December 5 trial for Esmie Jones
AFTER 24 weeks before the courts, two postponed trial dates and more than five months behind bars, failed pyramid scheme operator and former school teacher, Esmie Jones, is expected to have her day in court on December 5.
Her $1-million bail was extended when she appeared before the Montego Bay Resident Magistrate’s Court Wednesday. Jones, who has been residing in Kingston since she took the bail offer three weeks ago, is to report to the Matilda’s Corner police in Kingston one day per week as a condition of her bail.
Delford Morgan, Jones’ lawyer, told the Observer that his client had not relocated to Kingston in an effort to hide away from her St James “investors”, but was in fact exercising “an abundance of caution”.
“It’s not that she was hiding from anybody in St James, per se, since she has been journeying from Kingston to Montego Bay to report to the police,” he said.
He added: “She is quite happy and she is looking forward to the trial with high expectations for her eventual acquittal.”
In the last 24 weeks, the 64 year-old Jones has been threatened and chastised by “depositors” of her failed Speedy Cash pyramid scheme. She has also had to endure the continued delays that have plagued the case. In the first few weeks. The delays were caused by the failure of investigators to complete the case file and more recently, they have been caused by the resignation of her two previous attorneys.

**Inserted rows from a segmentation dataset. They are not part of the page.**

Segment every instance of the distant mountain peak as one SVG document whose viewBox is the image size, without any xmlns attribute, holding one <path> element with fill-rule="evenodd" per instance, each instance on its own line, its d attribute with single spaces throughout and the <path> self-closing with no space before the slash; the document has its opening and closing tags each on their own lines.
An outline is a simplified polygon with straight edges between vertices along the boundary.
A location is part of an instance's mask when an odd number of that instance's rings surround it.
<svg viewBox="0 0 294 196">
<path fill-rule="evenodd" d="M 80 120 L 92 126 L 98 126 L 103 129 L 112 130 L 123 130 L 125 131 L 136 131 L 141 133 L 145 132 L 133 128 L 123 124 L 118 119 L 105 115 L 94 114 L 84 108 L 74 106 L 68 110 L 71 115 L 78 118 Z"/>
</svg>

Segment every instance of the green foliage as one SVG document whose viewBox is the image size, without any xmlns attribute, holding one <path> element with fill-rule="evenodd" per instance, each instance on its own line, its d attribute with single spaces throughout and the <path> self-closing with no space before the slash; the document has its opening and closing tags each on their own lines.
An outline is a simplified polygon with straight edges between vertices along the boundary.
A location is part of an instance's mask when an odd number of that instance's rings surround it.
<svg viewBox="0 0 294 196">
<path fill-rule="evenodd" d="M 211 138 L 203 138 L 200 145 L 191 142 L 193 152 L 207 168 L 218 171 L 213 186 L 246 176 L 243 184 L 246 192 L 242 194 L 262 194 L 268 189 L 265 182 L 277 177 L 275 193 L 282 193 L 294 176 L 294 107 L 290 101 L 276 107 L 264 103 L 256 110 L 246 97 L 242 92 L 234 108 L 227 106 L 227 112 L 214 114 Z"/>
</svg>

Her first attorney, Ray-Norcliffe Edwards abandoned the case in favour of a position as a clerk-of-court in Portland in early August. Her second attorney, Victor Robinson, who had been assigned to the case by way of Legal Aid, withdrew from the matter last month.
His withdrawal came in the wake of allegations that Jones would not get a fair trial in Montego Bay since members of the city’s justice system had also “invested” in the scheme. Those allegations were made by Jones’ daughters in an interview with the Observer.

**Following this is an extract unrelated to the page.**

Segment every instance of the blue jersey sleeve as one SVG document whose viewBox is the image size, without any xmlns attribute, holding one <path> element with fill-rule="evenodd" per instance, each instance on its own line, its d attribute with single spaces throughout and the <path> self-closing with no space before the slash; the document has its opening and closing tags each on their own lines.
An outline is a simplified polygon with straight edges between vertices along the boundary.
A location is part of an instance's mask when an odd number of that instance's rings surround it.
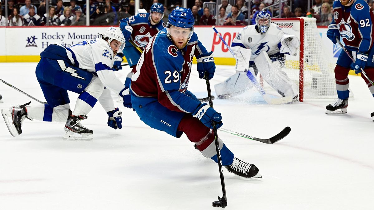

In that interview, they also said they would try to secure the services of a Kingston-based attorney to represent their mother, despite the fact that Robinson had already been brought into the matter via Legal Aid.
Meanwhile, Morgan has vowed to stick with her and said he is optimistic that the outcome of the trial will be in his client’s favour.
“She is charged for misappropriating money and I don’t see how the crown is going to be able to prove that, since all the available evidence suggest that the moneys were all paid out to the persons (who “invested” in her scheme),” Morgan said.